Published October 17, 2021 | Version 1.0.0
Dataset Open

Synthetic noisy urban soundscapes: a dataset of synthetic soundscapes with real urban backgrounds

  • 1. Northwestern University
  • 2. Mitsubishi Electric Research Laboratory
  • 3. New York University
  • 4. New Jersey Institute of Technology

Description

Publication

 

If you use this data in your work, please cite the following paper, which introduced this dataset:

 

[1] Pishdadian, F., Wichern, G., & Le Roux, J. (2020). Finding strength in weakness: Learning to separate sounds with weak supervision. IEEE/ACM Transactions on Audio, Speech, and Language Processing (TASLP). [pdf]

[2] Cramer, A., Cartwright, M., Pishdadian, F., and Bello, J.P. Weakly Supervised Source-Specific Sound Level Estimation in Noisy Soundscapes. In Proceedings of the IEEE Workshop on Applications of Signal Processing to Audio and Acoustics (WASPAA), 2021. [pdf]


Created by

Fatemeh Pishdadian (1), Gordon Wichern (2), Jonathan Le Roux (2), Aurora Cramer (3, 4), Mark Cartwright (5), and Juan Pablo Bello (3,4,6,7)

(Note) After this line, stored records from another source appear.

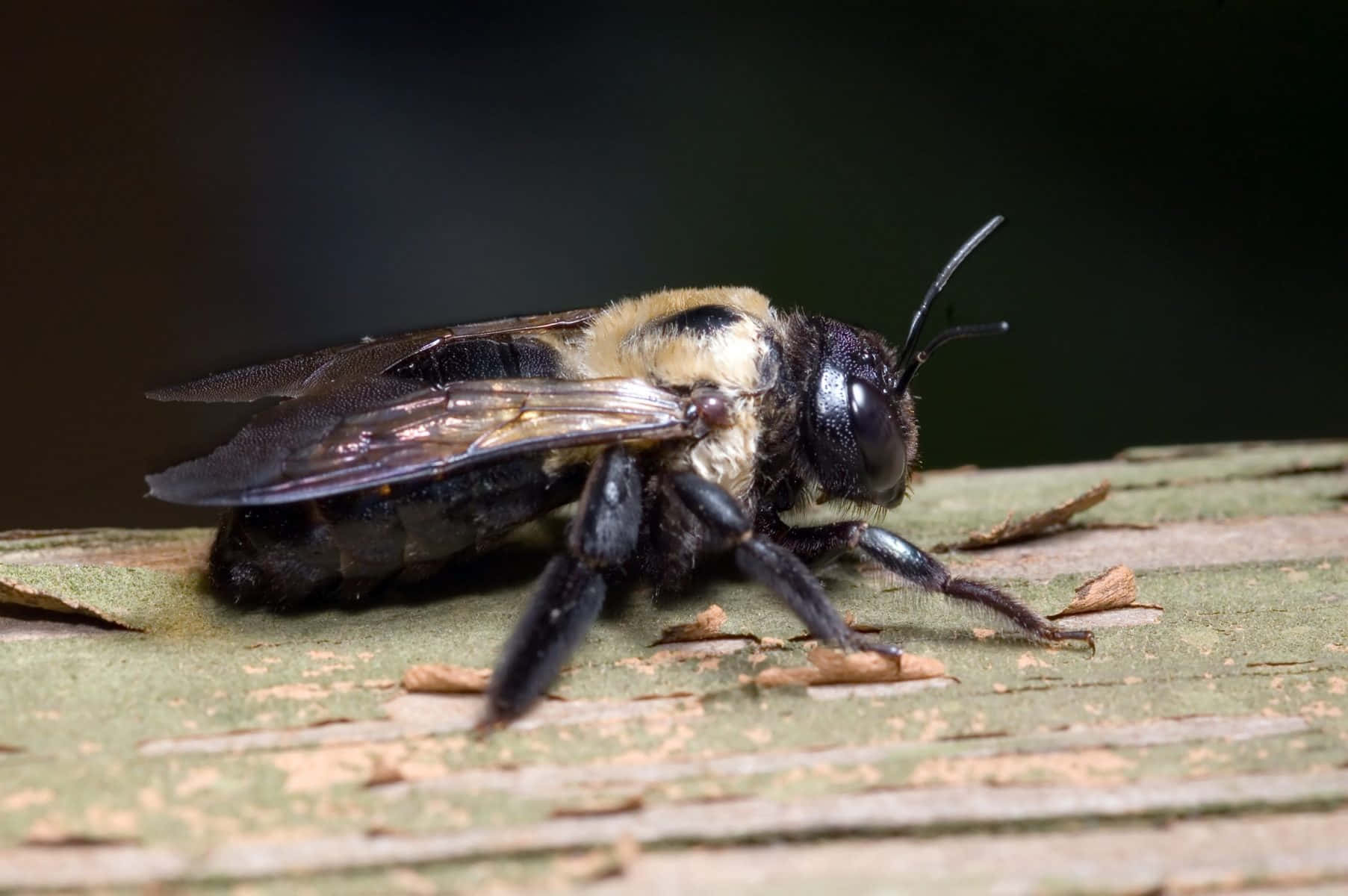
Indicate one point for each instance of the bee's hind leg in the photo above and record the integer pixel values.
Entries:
(771, 564)
(572, 589)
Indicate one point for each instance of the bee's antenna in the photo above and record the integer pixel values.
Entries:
(910, 344)
(948, 336)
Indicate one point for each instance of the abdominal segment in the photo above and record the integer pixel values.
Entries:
(347, 547)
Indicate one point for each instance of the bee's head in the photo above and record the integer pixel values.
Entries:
(860, 433)
(859, 426)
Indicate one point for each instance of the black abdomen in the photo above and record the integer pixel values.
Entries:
(345, 547)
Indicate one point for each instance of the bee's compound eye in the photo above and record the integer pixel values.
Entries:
(877, 437)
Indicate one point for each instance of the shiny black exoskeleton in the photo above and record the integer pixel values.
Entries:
(680, 423)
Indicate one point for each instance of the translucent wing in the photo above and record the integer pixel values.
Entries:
(317, 371)
(390, 430)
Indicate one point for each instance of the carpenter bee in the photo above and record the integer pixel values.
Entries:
(680, 423)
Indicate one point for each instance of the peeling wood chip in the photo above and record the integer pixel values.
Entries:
(383, 772)
(1110, 591)
(1114, 589)
(624, 805)
(706, 627)
(77, 841)
(22, 594)
(830, 666)
(1033, 526)
(440, 678)
(850, 617)
(145, 549)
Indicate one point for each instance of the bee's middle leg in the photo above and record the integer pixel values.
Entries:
(572, 589)
(771, 564)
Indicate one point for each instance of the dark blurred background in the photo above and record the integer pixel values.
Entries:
(187, 187)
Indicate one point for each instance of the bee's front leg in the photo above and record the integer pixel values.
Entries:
(906, 559)
(572, 589)
(770, 564)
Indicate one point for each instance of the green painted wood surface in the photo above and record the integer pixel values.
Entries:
(186, 741)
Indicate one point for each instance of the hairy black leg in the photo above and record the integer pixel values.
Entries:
(770, 564)
(812, 544)
(906, 559)
(572, 589)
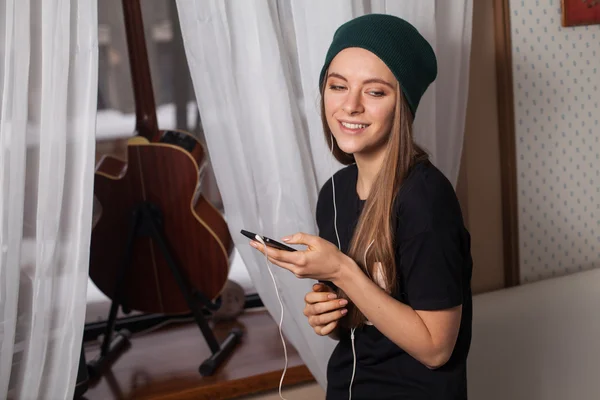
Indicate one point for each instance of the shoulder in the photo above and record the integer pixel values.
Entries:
(342, 180)
(343, 177)
(426, 201)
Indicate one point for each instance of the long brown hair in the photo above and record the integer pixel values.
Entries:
(376, 224)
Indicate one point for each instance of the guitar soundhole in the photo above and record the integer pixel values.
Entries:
(180, 139)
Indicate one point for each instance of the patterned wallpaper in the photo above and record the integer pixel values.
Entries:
(557, 92)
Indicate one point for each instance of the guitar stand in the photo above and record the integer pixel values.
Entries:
(147, 221)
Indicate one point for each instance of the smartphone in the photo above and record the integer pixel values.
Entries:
(268, 241)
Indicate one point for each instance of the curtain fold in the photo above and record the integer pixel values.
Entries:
(48, 96)
(255, 68)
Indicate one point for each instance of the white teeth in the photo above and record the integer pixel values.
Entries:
(354, 126)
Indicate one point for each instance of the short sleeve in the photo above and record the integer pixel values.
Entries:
(432, 268)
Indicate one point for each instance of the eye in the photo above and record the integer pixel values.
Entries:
(376, 93)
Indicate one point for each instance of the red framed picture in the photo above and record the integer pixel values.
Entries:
(580, 12)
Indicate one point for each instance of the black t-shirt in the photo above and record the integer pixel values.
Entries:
(434, 265)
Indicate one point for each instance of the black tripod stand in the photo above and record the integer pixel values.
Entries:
(146, 220)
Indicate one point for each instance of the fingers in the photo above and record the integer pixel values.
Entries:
(324, 307)
(321, 287)
(327, 329)
(326, 318)
(289, 257)
(319, 297)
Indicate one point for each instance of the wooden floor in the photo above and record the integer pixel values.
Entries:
(164, 364)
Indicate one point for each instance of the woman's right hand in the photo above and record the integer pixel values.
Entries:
(324, 309)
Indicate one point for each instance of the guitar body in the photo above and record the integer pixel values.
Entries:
(196, 234)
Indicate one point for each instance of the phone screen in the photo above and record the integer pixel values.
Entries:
(268, 241)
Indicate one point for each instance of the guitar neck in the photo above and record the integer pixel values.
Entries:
(145, 107)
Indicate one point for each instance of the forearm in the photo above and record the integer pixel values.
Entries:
(397, 321)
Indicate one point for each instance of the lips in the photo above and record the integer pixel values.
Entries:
(352, 127)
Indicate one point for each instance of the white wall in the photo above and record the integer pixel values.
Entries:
(556, 89)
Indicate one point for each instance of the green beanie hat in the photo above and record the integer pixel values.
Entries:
(397, 43)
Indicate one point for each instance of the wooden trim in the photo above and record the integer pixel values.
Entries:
(508, 157)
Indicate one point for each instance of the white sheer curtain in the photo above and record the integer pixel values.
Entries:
(48, 89)
(255, 66)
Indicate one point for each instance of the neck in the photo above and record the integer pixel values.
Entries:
(368, 168)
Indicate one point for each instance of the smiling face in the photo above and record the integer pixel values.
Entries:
(359, 102)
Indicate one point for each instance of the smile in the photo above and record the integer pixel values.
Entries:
(353, 127)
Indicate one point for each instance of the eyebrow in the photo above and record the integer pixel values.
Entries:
(372, 80)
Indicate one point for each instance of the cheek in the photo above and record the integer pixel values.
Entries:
(383, 114)
(332, 104)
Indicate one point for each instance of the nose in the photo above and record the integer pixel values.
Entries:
(353, 104)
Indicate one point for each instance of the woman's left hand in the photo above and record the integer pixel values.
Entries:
(321, 260)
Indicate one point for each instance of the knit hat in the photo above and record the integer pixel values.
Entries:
(397, 43)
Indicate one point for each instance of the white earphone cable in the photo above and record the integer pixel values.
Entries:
(258, 238)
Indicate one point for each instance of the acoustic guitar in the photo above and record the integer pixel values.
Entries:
(163, 169)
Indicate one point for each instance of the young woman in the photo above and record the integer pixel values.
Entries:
(392, 255)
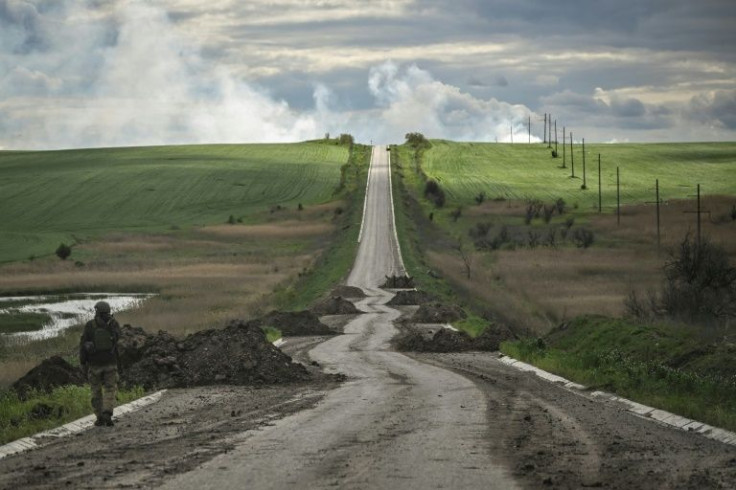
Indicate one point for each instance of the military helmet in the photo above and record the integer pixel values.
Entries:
(102, 307)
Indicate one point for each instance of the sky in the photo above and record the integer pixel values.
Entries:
(99, 73)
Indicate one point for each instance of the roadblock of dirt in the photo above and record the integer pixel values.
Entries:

    1. Interactive Audio Lab, Northwestern University
    2. Mitsubishi Electric Research Laboratory
    3. Music and Audio Research Lab, New York University
    4. Department of Electrical and Computer Engineering, New York University
    5. Department of Informatics, New Jersey Institute of Technology
    6. Center for Urban Science and Progress, New York University
    7. Department of Computer Science and Engineering, New York University


Description

Synthetic noisy urban soundscapes (SNUSS) is a dataset of synthetic soundscapes with real urban background noise meant to mimic urban soundscapes. This dataset contains 30,000 10 second mixtures, their isolated components, and auto-generated annotations. This dataset was developed with the goal of synthesizing soundscapes with a diverse set of realistic sounding background activity, for use in developing and evaluating machine listening systems in urban settings.


Mixture generation

We generate synthetic mixtures using a collection of isolated sound events with class annotations, as well as a collection of urban background noise.  Audio mixtures are 4 seconds long (at 16kHz). We generate a foreground sub-mixture using a subset of clips from UrbanSound8K [3] from the car horn, dog bark, gun shot, jackhammer and siren classes. These clips range from 0.5 s to 4s. The number of events per mixture is sampled from a zero-truncated Poisson distribution with a rate parameter of 5. The class for each event is chosen uniformly at random from the five target classes. The particular sound event is chosen uniformly at random from the available clips for that class. The start time is chosen uniformly throughout the clip such that the entire clip is contained in the 4 second mixture. A brief fade-in and fade-out is applied to the clip to avoid discontinuities. Each clip is set to a sound level sampled uniformly at random in the range -30 to -20 dB LUFS.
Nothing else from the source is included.